Погоня - Кервуд Джеймс Оливер - Страница 3
- Предыдущая
- 3/45
- Следующая
Его спутница вскрикнула от удивления и остановилась. Сама того не сознавая, она крепко схватила его за руку.
— Вы Джон Альдос? — воскликнула она. — Тот самый, который написал роман «Женщины» и «Светские приличия»?
— Да, — ответил он ухмыляясь.
— Я не читала ваших книг, но видела на сцене ваши пьесы. Вы — ненавистник женщин!
— Пламенный.
Она глубоко вздохнула. Ее рука соскользнула с его руки.
— Это очень, очень забавно, — проговорила она, глядя на освещенные солнцем горные вершины. — Вы сдираете с женщин кожу живьем и тем не менее…
— Миллионы женщин читают мои книги, — усмехнулся он.
— Да, все они читают ваши книги, — ответила она, прямо посмотрев ему в лицо. — И это потому, что вы действительно правы.

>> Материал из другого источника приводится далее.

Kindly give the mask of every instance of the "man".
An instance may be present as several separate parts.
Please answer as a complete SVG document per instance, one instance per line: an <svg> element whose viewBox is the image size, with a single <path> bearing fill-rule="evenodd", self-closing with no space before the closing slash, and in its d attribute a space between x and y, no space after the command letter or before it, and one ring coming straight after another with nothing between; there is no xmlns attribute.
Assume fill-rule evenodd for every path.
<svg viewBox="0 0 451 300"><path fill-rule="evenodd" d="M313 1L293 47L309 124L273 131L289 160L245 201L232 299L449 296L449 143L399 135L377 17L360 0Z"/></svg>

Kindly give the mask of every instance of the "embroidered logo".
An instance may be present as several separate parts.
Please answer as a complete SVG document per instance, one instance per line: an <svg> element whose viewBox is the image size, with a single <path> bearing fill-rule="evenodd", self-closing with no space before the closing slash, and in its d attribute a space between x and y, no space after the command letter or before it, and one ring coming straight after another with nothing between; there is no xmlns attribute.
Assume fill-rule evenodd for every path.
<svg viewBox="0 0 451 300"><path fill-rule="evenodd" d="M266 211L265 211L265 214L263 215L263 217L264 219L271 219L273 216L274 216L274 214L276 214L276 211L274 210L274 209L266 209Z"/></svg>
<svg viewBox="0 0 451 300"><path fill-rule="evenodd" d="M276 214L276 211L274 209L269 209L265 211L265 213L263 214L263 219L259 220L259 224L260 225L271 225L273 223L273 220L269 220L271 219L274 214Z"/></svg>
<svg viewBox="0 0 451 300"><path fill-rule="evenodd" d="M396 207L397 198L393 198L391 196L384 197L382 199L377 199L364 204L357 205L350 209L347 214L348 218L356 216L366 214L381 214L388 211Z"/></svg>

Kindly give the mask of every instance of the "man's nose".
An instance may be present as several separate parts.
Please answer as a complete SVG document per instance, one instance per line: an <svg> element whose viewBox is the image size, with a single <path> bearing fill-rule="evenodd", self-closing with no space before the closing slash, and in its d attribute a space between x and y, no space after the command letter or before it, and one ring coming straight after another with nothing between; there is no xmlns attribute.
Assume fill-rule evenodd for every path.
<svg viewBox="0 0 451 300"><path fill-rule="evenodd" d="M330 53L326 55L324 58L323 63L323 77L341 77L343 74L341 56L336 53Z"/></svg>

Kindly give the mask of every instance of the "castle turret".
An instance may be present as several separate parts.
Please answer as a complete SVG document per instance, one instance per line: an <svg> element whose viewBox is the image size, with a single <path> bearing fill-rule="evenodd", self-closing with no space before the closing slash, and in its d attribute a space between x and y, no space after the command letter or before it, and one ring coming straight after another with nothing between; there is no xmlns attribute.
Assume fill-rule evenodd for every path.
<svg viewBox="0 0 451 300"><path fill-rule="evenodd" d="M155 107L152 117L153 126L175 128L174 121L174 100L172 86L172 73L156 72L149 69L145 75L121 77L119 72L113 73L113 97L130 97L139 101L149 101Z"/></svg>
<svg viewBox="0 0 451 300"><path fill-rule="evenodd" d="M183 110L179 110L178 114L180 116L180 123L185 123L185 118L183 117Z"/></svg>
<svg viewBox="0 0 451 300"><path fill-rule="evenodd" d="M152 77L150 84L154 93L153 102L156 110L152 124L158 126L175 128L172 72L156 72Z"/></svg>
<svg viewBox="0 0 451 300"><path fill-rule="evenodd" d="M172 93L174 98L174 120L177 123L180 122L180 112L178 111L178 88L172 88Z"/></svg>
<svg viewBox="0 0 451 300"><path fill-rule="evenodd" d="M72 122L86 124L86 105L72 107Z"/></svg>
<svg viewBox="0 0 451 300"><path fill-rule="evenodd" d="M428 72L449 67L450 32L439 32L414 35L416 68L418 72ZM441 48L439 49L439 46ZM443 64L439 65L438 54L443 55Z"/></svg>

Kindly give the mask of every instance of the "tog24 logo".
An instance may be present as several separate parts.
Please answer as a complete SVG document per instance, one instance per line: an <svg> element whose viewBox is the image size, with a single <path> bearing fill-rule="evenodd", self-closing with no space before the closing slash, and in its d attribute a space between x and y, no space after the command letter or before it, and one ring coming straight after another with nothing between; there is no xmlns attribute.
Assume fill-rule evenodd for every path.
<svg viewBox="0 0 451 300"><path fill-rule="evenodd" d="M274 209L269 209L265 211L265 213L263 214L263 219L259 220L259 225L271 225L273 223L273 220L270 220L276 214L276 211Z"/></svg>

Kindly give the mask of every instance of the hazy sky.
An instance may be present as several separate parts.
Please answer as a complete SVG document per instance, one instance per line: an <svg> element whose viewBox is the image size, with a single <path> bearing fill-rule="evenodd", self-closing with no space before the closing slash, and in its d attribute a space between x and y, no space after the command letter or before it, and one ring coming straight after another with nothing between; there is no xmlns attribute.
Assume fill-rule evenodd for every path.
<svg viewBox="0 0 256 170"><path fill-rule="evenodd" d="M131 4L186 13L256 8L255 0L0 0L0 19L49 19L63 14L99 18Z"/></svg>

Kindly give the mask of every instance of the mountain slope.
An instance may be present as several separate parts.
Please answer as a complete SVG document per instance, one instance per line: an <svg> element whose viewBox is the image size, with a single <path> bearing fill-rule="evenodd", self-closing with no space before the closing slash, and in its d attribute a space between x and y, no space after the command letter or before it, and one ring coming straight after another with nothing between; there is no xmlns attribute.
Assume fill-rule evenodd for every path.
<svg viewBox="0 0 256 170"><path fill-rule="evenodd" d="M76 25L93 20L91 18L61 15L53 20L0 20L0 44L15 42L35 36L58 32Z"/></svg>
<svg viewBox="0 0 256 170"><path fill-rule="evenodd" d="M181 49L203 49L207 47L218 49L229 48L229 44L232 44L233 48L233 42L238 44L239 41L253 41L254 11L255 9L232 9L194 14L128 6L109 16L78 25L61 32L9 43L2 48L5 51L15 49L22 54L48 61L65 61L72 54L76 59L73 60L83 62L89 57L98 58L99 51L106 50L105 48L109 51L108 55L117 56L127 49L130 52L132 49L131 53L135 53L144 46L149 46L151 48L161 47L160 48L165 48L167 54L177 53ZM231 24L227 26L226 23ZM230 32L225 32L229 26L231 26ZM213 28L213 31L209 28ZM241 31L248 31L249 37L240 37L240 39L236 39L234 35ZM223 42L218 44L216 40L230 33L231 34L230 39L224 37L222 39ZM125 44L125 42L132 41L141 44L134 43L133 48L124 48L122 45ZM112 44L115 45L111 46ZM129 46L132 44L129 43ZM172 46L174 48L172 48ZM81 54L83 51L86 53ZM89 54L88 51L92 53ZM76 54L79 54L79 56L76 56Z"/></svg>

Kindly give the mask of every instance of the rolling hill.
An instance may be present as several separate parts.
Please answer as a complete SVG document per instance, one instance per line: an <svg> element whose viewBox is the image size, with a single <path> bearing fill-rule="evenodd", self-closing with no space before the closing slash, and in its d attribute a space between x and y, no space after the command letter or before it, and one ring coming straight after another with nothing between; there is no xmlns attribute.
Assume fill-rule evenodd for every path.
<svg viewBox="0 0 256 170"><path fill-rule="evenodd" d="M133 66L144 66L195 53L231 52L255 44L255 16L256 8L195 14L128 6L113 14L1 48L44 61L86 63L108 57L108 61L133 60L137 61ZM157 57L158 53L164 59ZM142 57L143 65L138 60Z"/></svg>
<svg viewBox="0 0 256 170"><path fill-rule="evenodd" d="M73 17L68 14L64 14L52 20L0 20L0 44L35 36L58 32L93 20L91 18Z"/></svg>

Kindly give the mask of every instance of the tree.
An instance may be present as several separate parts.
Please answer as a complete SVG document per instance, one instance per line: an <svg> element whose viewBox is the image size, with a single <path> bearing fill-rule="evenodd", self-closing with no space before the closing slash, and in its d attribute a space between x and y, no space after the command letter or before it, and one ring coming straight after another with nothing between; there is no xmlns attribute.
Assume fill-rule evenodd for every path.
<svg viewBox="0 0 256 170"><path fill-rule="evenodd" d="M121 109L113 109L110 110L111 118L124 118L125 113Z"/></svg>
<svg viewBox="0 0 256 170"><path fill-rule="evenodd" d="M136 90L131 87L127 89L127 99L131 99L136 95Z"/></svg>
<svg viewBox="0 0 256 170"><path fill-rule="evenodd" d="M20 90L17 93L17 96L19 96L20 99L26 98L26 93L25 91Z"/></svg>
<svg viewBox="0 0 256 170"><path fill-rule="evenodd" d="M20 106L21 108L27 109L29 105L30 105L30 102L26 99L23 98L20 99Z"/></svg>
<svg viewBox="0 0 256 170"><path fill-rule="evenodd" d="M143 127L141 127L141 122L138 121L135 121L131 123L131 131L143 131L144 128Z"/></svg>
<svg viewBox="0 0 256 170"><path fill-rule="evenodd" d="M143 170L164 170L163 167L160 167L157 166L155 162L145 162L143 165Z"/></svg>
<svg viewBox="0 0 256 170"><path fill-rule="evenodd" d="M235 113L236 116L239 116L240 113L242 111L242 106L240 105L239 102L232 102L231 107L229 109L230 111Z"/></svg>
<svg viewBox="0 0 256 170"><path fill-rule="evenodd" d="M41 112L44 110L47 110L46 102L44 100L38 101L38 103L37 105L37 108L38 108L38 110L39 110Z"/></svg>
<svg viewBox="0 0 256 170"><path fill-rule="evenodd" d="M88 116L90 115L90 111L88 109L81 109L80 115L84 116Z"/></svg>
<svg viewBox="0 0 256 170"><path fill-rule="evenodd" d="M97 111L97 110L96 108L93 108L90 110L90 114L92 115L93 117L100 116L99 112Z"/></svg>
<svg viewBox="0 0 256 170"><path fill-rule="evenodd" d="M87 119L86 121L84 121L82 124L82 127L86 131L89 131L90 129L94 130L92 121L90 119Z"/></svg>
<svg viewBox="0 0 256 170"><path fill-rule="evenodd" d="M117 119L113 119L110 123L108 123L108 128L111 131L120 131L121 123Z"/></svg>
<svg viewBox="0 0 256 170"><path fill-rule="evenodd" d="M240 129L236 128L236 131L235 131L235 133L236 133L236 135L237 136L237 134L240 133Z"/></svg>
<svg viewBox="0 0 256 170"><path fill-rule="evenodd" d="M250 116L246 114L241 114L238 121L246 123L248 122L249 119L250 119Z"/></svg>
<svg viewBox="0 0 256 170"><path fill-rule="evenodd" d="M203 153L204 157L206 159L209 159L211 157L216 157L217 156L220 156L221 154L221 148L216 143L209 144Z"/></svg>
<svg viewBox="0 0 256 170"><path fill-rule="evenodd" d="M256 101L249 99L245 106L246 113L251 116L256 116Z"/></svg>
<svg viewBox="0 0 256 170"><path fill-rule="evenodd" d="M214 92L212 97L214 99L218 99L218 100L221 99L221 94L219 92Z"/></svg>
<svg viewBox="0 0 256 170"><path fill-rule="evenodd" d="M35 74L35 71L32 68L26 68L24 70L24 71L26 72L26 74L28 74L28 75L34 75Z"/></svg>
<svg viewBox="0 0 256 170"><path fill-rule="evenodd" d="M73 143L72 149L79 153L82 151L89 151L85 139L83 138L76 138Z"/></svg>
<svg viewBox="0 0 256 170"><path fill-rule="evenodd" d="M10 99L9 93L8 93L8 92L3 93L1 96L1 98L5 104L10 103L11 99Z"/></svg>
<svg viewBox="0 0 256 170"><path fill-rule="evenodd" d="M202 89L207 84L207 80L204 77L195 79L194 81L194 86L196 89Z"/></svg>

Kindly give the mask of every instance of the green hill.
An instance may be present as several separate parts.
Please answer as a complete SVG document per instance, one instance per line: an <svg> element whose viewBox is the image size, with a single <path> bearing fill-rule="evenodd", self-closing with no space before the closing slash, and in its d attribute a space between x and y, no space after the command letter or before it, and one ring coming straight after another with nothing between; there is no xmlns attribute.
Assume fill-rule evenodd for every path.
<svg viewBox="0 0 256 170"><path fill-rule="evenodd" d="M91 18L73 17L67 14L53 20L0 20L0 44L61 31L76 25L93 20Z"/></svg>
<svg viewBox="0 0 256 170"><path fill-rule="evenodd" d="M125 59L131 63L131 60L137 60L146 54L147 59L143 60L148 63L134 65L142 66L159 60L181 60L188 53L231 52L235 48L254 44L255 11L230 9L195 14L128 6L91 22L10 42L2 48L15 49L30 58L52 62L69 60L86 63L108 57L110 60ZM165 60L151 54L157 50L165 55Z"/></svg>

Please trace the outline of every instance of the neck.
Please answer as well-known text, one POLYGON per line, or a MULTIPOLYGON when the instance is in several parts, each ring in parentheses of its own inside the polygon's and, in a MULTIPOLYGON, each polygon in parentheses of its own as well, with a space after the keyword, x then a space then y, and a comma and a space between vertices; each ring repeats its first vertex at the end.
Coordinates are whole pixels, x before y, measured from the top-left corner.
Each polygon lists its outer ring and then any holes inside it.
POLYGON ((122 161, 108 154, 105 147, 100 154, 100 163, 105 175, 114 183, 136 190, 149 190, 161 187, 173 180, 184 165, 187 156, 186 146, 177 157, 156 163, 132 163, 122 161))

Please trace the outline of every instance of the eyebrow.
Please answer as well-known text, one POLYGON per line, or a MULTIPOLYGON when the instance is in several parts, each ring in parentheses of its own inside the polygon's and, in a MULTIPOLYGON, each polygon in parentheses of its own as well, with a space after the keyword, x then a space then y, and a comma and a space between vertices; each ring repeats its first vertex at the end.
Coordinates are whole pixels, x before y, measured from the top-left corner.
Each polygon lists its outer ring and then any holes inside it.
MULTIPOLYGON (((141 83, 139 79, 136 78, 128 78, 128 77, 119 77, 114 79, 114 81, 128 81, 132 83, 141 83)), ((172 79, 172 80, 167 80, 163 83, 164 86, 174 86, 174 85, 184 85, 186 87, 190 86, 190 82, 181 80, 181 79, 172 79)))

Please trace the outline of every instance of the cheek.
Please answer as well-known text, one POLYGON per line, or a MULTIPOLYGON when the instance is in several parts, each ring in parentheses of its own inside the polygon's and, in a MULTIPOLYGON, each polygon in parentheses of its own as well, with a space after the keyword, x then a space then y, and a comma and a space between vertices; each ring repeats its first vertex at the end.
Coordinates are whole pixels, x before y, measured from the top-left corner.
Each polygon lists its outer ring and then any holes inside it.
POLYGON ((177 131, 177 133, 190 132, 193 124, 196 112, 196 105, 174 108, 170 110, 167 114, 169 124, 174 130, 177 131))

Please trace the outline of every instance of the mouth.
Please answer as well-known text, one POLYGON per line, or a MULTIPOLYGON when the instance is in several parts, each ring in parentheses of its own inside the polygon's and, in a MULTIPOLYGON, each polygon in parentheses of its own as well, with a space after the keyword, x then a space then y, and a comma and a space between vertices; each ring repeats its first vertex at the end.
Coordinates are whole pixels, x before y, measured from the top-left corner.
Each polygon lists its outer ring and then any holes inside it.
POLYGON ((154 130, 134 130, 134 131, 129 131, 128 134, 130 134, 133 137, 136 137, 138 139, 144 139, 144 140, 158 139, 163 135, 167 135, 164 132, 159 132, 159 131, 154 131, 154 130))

Теперь пришла его очередь удивляться.
— Вы так думаете?
— Да. Даже более. Я и раньше всегда думала, что поняла ваш секрет: скрывать под разными соусами громадную истину, за которую, если бы вздумали высказать ее прямо, весь свет поднял бы вас на смех. Итак, вы презираете меня!
— Не вас лично.
— Но ведь я — женщина.
Он засмеялся. На его загорелом лице выступил густой румянец.
— Мы даром теряем время, — предупредил он ее. — Я слышал, как вы говорили Билю, что спешите на поезд, который отправляется к Желтой Голове. Я хочу угостить вас настоящим обедом. А теперь… Как мне отрекомендовать вас моим знакомым?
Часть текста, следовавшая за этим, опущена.